Virtually every railway modeller in N or OO/HO gauge will be familiar with the bright apple green packaging of Metcalfe Models’ ever-expanding range of railway, industrial and town and country buildings, along with the all-important bridges, walls, building materials and mini kits.
So much has happened in the world of card building kits since I last visited the family firm in the quiet hamlet of Bell Busk, North Yorkshire, right in the shadow of the embankment carrying the Leeds to Morecambe line between Gargrave and Hellifield, that a follow-up was essential – and the opportunity to meet up once again with Nick Metcalfe, who started the firm with his wife Judy 27 years ago, finally arose on Wednesday, October 3.

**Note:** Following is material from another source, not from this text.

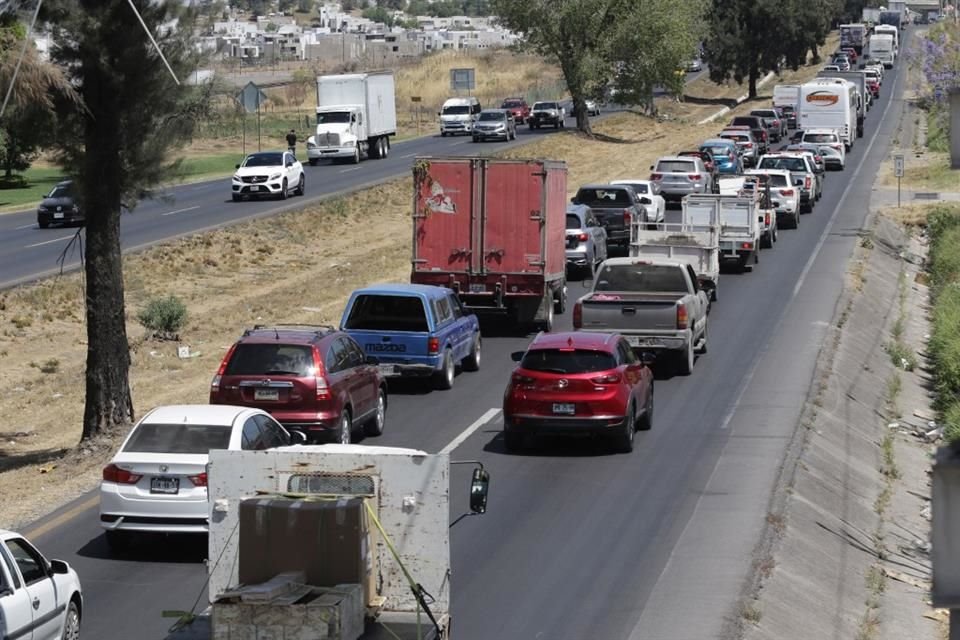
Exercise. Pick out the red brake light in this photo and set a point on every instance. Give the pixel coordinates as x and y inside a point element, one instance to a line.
<point>113,473</point>
<point>199,480</point>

After showing me the latest kits, including a superb two-bay goods shed to match the highly successful range of Settle & Carlisle railway buildings, and some welcome new modern structures for the growing ranks of modern-image railway modellers, Nick took me on a whirlwind tour of the premises, starting in the design office and finishing in the distribution warehouse from which a quarter of a million kits go out each year.
It all began many years ago in a village school in the Yorkshire Dales where Nick’s teacher, Miss Marjory Roberts, quickly recognised his ability to make virtually anything from paper or card, and christened him the ‘Cardboard King’.
She was an excellent judge of character, for in time that little school would be modelled faithfully as the still-available Metcalfe OO/HO-scale kit No PO 253, along with N-scale version No PN153.
Raised on his grandfather’s farm until the age of 14, Nick served a five-year apprenticeship with a local printing firm after deciding against a life on the land. He loved the work, which complemented his keen interest in architecture, and the two finally merged when his first cardboard cut-out venture began as a kitchen table experiment in 1991.